By 2023, CNSA’s Tiangong station and the Soviet Mir complex had been formally merged into the Mir-Tian Space Station (MTSS/TSS-1M), a combined orbital platform hosting — among other facilities — the Artsimovich Laboratory for fusion research. The integrated complex comprised both countries’ heritage modules, connected by a new Prichal-M nodal module, with total pressurised volume of approximately 1,840 cubic metres and permanent crew capacity of 12 (7 in residence at announcement). The Global South Space Research Initiative, administered jointly by Roscosmos and CNSA, supported 34 active research projects from 19 nations without independent space programmes at launch — described by analysts as a long-term strategic investment in scientific diplomacy. Chinese-fabricated AI accelerator chips aboard MTSS run RAZUM-class plasma confinement models developed by the Soviet Academy of Sciences, enabling real-time feedback between theoretical parameter adjustments and predicted plasma behaviour.
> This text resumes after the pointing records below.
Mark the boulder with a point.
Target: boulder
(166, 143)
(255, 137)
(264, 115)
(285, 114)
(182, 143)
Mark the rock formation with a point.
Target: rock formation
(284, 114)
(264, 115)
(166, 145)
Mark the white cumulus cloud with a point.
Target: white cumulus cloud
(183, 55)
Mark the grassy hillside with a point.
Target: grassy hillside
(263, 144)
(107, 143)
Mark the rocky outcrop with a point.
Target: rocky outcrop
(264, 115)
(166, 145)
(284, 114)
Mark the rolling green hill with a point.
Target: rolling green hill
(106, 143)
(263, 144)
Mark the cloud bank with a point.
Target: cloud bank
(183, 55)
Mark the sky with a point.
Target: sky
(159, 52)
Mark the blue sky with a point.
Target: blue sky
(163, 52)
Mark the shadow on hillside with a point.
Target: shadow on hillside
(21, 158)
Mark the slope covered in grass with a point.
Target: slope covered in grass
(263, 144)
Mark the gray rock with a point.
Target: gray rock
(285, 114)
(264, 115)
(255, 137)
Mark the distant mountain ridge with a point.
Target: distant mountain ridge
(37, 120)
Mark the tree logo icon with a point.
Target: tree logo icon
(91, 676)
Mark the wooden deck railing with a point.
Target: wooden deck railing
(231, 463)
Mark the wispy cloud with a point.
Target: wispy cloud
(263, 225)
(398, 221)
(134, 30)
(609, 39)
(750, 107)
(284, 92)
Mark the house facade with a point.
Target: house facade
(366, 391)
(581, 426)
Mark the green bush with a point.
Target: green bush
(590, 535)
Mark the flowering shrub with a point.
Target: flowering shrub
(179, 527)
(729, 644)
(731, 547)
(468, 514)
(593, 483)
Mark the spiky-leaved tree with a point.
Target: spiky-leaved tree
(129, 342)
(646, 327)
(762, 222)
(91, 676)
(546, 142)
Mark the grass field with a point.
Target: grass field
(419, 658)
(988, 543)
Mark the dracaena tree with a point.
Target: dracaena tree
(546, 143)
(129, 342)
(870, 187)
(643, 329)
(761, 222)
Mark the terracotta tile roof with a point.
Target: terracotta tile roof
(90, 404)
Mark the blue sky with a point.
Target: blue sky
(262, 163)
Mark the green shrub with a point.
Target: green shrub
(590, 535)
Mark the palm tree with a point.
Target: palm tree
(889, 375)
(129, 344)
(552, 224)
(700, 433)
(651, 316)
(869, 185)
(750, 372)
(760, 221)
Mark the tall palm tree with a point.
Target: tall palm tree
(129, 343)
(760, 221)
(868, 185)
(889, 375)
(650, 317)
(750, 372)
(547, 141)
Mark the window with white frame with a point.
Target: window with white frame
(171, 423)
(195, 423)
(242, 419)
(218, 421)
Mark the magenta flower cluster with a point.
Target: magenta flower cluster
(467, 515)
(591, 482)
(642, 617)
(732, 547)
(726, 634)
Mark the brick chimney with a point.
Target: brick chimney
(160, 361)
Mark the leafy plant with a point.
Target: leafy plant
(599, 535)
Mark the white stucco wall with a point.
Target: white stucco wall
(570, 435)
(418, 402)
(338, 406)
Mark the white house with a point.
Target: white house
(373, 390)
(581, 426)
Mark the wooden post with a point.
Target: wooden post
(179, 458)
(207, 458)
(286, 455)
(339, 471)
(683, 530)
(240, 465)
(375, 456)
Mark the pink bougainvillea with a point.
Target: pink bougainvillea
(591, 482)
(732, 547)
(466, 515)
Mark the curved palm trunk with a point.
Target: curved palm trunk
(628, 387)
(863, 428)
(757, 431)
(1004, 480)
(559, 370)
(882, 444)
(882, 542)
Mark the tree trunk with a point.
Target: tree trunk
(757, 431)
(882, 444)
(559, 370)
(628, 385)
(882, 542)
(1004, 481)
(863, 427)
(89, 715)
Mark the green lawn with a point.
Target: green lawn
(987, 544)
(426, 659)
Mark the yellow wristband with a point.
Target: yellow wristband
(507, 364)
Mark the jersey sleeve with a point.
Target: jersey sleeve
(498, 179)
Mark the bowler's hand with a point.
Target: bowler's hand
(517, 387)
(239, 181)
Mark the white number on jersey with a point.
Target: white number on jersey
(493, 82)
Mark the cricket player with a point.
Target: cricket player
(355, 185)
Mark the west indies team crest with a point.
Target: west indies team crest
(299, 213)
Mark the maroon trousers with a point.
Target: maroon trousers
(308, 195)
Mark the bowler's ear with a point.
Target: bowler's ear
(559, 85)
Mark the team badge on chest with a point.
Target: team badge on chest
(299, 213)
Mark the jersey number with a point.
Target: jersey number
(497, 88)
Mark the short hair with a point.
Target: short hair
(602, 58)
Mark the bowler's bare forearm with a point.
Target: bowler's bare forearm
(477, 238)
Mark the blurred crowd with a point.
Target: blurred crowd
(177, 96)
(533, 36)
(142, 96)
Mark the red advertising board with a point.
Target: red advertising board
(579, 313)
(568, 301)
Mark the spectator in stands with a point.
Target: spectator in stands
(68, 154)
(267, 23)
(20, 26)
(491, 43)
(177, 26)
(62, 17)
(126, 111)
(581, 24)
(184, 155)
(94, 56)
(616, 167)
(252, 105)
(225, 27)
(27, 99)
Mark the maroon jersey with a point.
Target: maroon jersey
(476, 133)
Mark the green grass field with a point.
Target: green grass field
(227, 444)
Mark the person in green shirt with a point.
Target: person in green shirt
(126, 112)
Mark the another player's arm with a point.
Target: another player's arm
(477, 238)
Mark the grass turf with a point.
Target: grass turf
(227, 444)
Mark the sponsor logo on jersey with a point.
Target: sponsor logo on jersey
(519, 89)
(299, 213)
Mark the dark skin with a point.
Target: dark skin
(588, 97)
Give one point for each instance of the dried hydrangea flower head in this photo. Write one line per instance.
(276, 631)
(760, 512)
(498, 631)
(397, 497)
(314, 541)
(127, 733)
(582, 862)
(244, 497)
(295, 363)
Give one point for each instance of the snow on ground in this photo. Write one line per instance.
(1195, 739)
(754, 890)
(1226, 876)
In the lunar programme, the Chang’e-8 sample return mission (August 2027) delivered south polar regolith samples to Beijing with helium-3 concentrations of 2.8–3.6 ppb — confirming a Soviet theoretical estimate from 1965 and establishing the viability of a D–He3 fusion fuel cycle dependent on lunar helium-3 extraction. The Chinese lunar programme was developed independently of the earlier Soviet Zvezda concept, but Chang’e-8’s confirmation of Blagov’s 1965 figures creates a convergence of independent scientific trajectories. The programme’s culmination in the Era I period was the Chang’e-10 crewed lunar landing (14 June 2029) — the first human lunar touchdown since Apollo 17 — in which Commander Liu Biao, Mission Specialist Wang Fang, and Lunar Module Pilot Chen Haotian landed the descent module Jianhong at the Shackleton Crater rim (89.47°S, 124.31°E), collected 14.7 kilograms of samples from three surface sites, and deployed the Chang’e South Polar Science Package including the HDS-3 helium-3 concentration spectrometer and a navigation beacon for future missions. The Mir-Tian Space Station crew — Commander Alexei Voronov and Flight Engineer Zhang Wei — provided communication relay support during the EVA window. CNSA Administrator Zhang Kejian described the programme’s strategic intent: “We are not here to win a race. […] We are here because the Moon is the next place, and we intend to be there.”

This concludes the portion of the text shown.